Sur le papier, Greenberg peut agacer par le côté imprécateur des petits films indépendants américains qui exploitent la déprime d’un personnage principal pour en tirer des « comédies romantiques ». Le schéma classique, déjà vu et potentiellement rébarbatif. Heureusement, le film vaut mieux, en partie grâce à Noah Baumbach, coscénariste de Wes Anderson et réalisateur des Berkman se séparent, qui commence le récit comme la réunion idyllique de deux paumés qui voit chez l’un et chez l’autre la même détresse face à un monde qui a évolué sans eux, avant de l’achever sèchement comme une agonie amoureuse intime et indicible. L’un avait tout pour séduire l’autre mais il arrive parfois que deux personnes qui veulent être ensemble, qui ont le sentiment qu’elles doivent être ensemble, en sont tout simplement incapables. Rien que cette construction, proche du mouvement Mumblecore (les frères Safdie – Lenny And The Kids (Go Get Some Rosemary)), dénote d’un refus de creuser un sillon formaté. Et puis, il y a Ben Stiller. Sans atteindre ce que produisait Jim Carrey dans Man On The Moon ou même de Adam Sandler dans Funny People, l’acteur joue bien le mec entre l’insouciance et l’impasse qui se remet à peine de son séjour à l’hosto.
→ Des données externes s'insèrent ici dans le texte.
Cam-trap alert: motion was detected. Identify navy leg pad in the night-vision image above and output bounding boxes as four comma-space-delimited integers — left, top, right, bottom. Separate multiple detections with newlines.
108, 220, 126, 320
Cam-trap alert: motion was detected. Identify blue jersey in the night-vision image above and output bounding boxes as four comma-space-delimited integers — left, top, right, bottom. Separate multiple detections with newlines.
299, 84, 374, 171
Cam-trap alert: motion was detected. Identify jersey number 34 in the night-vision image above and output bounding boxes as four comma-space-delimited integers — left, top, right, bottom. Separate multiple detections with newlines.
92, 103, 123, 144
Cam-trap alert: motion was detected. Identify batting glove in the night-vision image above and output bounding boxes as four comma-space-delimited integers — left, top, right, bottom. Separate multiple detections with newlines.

De bout en bout, il reste noyé dans un élastique gluant entre celui qui, il y a encore quelques années, avait les moyens de changer sa vie et celui qui devra faire en sorte que sa vie soit moins pathétique.

Le risque, c’est que si on refuse d’emblée la dépression de ce personnage, ses états d’âme et son antipathie bougonne, on risque de passer à côté de l’ensemble qui traite par ailleurs de la poisse des sentiments, de la complaisance du malheur et de l’inaptitude à l’amour. L’autre bonne surprise, ce sont les autres comédiens, au diapason mélancolique : Greta Gerwig, très présente dans la première partie avec Ben Stiller, joue sur une gamme variée d’émotions afin de rendre son personnage primesautier plus touchant qu’irritant et s’échappe de ce rôle casse-gueule avec un culot monstre. Rhys Ifans qui, comme Ben Stiller, menace toujours d’en faire des tonnes, n’a jamais été aussi poignant que dans ce rôle de vieux compagnon de route qui partage la même remise en question. Jennifer Jason Leigh, qui a coécrit le scénario, n’a jamais paru aussi radieuse en ancienne reine du lycée, devenue quadra et moins fanée que convenu. Un peu comme Sharon Stone dans Broken Flowers, de Jim Jarmusch. Enfin, on ne compte plus les bonnes idées de Baumbach : le choc des générations, la justesse des répliques de clown triste, les hommages discrets à Fellini et à Antonioni, Greenberg qui ne peut plus prendre sa voiture et se contente de marcher dans les rues de Los Angeles (et donc la manière dont il se déplace dans le cadre). C’est aussi grisant et triste qu’un road-movie existentiel, mais pédestre.